文/張恭銘與宋甜兒
有些人活著,是一首詩;有些人活著,是一闋詞。而黃霑的一生,像一首豪邁又深情的歌,前奏熱烈,副歌激昂,尾聲卻帶著淡淡的餘韻,久久不散。
他出生於戰火飄搖的年代,童年隨家人南下香港。那座城市,擁擠而喧鬧,霓虹燈映照著無數人的夢想,也映照著一個愛幻想的少年。他喜歡讀書,喜歡音樂,更喜歡觀察人。他總覺得,每一張匆匆走過的臉,都藏著一段值得歌唱的人生。
年輕時,他沒有一開始就成為詞人。他做過廣告,寫過文案,為產品想口號,也為品牌說故事。別人以為廣告只是推銷商品,他卻把每一句文字都當成一首短詩。也許正因如此,他後來寫下的歌詞,總能用最簡單的字,唱出最深的情。
當香港流行音樂迎來黃金年代時,黃霑也迎來了屬於自己的春天。
有人說,他寫詞像喝酒,豪氣萬千;有人說,他寫詞像揮毫,一氣呵成。但真正讓人佩服的,不只是他的才華,而是他對文字的敬畏。他知道,一首歌能流傳,不只是因為旋律動聽,更因為歌詞能住進人的心裡。
於是,一首首經典誕生了。
滄海一聲笑唱出江湖的瀟灑,也唱出人生聚散無常;上海灘唱盡時代起伏,讓無數人在旋律裡看見命運的跌宕;那些膾炙人口的電影主題曲,更陪伴了一整個世代的青春。

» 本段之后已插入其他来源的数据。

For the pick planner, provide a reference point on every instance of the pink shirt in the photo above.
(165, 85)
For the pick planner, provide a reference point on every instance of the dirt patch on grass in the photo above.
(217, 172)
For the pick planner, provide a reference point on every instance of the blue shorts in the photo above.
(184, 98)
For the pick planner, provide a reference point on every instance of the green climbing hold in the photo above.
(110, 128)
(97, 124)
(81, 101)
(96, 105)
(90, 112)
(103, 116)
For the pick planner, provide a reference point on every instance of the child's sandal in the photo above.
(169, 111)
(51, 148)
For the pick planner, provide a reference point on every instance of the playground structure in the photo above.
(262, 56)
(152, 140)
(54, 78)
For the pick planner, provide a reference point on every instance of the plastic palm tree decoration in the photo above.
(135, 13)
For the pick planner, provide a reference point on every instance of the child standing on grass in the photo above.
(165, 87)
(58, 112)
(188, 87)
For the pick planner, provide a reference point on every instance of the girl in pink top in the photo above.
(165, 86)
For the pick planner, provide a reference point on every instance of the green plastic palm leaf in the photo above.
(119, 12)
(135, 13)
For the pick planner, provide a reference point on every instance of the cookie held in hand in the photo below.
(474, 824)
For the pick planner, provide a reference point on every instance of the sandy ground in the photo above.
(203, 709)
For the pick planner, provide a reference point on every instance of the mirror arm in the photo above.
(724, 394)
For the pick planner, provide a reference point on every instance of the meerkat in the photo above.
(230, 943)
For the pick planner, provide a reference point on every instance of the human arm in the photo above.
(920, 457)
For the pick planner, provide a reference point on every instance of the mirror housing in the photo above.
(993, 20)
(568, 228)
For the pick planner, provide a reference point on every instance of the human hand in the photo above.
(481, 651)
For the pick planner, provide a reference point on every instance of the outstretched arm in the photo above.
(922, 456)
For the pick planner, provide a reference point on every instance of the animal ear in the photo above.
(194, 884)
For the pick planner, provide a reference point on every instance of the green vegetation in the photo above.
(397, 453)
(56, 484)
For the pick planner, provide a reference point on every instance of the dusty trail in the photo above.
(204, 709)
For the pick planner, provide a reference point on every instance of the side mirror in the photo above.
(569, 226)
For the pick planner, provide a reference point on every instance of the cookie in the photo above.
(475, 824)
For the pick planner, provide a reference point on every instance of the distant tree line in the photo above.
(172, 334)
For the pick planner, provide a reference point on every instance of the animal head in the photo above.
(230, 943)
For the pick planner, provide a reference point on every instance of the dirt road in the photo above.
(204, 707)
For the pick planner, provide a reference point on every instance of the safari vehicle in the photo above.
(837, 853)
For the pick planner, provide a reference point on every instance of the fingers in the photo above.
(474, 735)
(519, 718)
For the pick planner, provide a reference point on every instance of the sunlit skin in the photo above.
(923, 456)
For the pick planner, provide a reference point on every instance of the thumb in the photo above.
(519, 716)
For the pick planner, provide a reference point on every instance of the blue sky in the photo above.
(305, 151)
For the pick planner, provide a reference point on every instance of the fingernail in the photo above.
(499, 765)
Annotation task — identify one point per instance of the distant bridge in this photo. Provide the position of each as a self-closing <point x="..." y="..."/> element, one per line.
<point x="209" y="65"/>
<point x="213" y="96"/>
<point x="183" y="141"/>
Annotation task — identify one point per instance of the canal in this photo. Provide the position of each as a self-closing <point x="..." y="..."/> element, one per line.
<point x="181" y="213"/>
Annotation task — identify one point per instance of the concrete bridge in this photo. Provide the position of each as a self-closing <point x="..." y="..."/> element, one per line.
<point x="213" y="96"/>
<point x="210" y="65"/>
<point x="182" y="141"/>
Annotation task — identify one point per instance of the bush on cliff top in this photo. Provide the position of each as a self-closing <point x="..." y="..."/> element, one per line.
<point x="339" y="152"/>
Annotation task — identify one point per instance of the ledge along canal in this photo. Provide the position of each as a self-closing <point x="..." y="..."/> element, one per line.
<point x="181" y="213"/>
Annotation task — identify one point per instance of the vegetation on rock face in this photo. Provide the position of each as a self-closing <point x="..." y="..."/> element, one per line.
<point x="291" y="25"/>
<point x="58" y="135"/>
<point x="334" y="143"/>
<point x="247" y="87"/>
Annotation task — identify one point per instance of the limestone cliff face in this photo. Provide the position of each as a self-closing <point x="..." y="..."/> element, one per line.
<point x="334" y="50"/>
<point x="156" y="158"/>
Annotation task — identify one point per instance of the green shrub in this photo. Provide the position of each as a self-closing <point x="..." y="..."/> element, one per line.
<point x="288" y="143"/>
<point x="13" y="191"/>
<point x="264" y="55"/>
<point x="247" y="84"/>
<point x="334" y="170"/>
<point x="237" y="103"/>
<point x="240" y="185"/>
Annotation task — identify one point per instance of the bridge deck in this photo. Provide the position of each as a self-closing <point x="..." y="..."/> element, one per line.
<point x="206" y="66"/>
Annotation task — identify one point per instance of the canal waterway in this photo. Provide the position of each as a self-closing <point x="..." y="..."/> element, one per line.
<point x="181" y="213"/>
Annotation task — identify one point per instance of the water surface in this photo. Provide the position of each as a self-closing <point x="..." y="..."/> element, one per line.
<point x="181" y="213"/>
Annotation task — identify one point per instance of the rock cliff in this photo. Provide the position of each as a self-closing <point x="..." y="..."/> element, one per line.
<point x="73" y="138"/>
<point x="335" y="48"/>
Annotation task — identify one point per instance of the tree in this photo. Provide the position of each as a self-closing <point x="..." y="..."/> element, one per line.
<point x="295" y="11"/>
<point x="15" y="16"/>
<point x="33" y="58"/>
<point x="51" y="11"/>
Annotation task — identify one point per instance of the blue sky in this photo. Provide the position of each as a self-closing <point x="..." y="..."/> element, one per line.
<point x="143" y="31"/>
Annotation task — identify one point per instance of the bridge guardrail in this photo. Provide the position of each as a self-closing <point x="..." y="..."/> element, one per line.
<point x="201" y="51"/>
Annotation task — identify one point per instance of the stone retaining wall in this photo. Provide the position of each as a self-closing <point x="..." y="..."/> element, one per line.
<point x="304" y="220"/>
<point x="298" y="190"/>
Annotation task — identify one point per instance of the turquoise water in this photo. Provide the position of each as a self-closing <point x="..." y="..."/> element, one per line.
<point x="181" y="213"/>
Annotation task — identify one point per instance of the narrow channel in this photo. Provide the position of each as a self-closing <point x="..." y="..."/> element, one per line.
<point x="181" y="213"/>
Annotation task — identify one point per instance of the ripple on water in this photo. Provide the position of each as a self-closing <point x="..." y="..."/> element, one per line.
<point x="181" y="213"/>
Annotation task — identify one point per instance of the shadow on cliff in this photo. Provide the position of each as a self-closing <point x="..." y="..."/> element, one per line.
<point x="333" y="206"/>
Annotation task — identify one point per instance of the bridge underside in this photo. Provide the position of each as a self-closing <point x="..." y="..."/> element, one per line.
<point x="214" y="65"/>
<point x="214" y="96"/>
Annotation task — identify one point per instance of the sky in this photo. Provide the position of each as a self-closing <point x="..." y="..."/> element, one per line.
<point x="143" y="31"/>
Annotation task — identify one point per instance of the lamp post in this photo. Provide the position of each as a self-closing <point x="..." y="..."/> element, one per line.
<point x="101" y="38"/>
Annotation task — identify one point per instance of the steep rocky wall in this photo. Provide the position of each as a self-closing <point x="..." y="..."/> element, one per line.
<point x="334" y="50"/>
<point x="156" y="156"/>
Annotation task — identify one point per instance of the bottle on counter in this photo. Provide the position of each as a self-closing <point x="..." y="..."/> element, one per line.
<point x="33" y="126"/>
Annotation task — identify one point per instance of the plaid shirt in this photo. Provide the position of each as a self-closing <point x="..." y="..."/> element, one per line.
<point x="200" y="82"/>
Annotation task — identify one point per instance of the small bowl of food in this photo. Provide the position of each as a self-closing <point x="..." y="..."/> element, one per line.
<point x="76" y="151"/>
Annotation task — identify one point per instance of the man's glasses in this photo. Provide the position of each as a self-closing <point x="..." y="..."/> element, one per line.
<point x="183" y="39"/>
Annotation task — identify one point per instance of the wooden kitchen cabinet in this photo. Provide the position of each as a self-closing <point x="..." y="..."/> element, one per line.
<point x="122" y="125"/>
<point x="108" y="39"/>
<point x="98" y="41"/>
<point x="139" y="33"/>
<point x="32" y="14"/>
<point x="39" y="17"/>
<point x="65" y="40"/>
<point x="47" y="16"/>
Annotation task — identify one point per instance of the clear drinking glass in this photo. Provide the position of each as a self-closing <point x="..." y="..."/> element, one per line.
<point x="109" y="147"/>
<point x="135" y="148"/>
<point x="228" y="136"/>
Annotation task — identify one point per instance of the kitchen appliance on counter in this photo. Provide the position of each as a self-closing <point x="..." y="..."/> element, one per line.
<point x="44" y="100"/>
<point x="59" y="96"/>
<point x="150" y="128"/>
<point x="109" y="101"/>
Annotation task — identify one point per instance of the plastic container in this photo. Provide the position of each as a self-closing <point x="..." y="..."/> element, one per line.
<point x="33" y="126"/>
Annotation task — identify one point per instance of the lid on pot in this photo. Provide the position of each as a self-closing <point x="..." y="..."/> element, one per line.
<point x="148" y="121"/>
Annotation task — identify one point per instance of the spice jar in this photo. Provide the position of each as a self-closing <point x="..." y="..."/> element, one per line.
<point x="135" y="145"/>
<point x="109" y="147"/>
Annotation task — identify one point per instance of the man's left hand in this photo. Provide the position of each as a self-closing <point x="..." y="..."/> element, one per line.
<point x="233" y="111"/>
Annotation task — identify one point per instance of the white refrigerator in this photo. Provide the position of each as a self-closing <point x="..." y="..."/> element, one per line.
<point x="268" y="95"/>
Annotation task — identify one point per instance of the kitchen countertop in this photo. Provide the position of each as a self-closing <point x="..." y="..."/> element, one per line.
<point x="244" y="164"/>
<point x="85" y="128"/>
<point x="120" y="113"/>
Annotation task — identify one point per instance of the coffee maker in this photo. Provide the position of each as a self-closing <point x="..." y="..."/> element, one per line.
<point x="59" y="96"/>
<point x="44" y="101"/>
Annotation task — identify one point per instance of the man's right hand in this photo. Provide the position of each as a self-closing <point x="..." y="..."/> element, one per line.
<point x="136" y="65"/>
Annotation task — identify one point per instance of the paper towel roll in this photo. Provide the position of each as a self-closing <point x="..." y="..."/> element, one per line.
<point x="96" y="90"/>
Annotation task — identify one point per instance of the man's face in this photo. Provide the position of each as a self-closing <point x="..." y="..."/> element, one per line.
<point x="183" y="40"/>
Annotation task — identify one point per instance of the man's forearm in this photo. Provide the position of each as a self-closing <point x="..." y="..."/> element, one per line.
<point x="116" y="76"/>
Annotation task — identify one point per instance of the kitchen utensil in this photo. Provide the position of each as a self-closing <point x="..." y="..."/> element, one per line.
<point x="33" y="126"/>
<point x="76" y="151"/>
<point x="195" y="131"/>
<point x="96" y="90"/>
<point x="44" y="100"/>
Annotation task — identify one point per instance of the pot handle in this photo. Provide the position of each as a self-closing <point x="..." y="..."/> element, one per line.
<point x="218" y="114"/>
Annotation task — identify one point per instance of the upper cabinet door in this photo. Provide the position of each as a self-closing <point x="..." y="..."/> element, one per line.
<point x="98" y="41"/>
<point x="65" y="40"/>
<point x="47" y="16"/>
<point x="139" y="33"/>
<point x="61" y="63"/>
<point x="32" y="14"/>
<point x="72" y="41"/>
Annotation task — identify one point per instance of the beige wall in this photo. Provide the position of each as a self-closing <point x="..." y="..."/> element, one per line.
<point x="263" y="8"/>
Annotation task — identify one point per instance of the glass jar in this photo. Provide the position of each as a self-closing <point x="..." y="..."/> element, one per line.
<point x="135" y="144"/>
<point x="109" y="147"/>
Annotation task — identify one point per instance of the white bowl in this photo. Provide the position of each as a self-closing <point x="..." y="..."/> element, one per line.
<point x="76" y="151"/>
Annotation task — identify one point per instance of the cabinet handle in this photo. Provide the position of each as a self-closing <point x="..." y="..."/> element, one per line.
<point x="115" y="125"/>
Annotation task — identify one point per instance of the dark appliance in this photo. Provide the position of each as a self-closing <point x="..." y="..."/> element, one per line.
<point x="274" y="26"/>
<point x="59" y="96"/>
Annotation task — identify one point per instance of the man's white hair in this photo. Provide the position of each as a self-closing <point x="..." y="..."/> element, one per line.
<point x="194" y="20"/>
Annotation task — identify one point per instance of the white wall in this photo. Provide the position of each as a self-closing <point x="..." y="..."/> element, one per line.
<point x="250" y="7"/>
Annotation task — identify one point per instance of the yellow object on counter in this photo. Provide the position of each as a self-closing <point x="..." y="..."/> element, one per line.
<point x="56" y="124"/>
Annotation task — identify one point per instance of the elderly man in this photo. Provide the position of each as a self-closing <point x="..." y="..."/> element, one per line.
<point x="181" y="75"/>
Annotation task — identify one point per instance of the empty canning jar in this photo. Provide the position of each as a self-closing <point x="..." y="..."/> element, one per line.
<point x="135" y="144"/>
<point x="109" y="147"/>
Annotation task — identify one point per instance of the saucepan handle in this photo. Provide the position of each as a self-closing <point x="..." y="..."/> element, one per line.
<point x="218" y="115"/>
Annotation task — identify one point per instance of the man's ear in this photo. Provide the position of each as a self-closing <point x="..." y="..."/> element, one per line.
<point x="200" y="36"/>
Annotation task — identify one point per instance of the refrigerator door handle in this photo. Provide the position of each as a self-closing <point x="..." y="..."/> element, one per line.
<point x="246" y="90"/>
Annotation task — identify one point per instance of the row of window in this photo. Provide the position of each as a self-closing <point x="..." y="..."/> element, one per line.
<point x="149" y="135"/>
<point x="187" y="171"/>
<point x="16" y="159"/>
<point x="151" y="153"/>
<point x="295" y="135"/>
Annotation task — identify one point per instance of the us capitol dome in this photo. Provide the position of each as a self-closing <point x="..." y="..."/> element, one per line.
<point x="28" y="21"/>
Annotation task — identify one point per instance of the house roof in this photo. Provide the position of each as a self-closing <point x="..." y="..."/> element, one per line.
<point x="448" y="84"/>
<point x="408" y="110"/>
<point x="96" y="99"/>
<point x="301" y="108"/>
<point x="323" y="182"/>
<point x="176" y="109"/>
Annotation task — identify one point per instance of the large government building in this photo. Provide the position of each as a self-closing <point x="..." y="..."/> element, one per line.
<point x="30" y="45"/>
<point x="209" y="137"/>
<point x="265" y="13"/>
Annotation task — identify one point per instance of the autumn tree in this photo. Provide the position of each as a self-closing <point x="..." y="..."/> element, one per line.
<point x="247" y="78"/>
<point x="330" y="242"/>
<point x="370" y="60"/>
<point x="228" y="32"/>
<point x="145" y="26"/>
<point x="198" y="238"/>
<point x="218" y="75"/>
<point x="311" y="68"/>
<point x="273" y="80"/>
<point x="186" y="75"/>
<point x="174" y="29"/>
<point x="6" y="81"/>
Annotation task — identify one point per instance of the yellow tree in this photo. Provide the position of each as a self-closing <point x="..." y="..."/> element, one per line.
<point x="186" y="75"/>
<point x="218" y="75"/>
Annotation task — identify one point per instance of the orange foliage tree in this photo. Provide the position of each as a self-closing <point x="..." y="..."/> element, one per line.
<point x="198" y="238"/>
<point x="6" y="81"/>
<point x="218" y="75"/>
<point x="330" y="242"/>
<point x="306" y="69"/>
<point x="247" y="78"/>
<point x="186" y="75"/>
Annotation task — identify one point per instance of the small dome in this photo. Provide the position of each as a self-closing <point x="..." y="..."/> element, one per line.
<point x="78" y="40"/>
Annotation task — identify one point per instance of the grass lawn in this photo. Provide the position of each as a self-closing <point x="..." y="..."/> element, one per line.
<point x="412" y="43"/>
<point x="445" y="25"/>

他不只是寫歌,也寫專欄、主持節目、演戲、教書。他總說,人活著,就該把每一天都過得有趣一點。他談笑風生,幽默率真,酒席間總是最熱鬧的人,卻也能在深夜伏案,一字一句雕琢作品。
很多人只看見他的瀟灑,卻不知道,每一份才華的背後,都有無數個熬夜創作的夜晚。
他曾經歷事業高峰,也曾遭遇低潮;曾收穫掌聲,也承受批評。然而,他從不刻意討好任何人。他相信,文字若失去了真心,再華麗也只是空殼。
後來,他與金庸、倪匡、蔡瀾並稱香港「四大才子」。四個人,各有不同性情,有人寫江湖,有人寫宇宙,有人寫人生百味,而黃霑,則把這一切譜成了歌。
有人曾問他,為什麼你的歌總能讓人感動?
他笑著回答:「因為歌不是寫給耳朵,是寫給人生。」
一句話,道盡了他的創作信念。
歲月漸漸流逝,身體開始疲憊,但他的心依然年輕。他依舊關心文化,關心創作,也關心那些剛起步的年輕人。他知道,每一個時代都需要新的聲音,而前輩的責任,不是守住舞臺,而是把舞臺留給下一代。
直到生命的最後,他仍沒有停止思考,也沒有停止熱愛。
有人離開世界,只留下墓碑;有人離開世界,卻留下旋律。
多年以後,當《滄海一聲笑》的前奏再次響起,當《上海灘》的歌聲飄揚,人們或許早已忘記歌曲是哪一年誕生,卻依然記得那份瀟灑,那份豪情,那份對生命的熱愛。
黃霑的一生,就像一首唱不完的歌。
它有笑、有淚,有高山,也有低谷;有少年意氣,也有暮年的從容。當歌聲散去,餘音仍在人們心中迴盪,提醒著我們:真正動人的作品,不只是技巧的展現,而是把自己最真實的生命,化成一句句能陪伴他人的文字。
而這,或許就是黃霑留給世界最珍貴的禮物。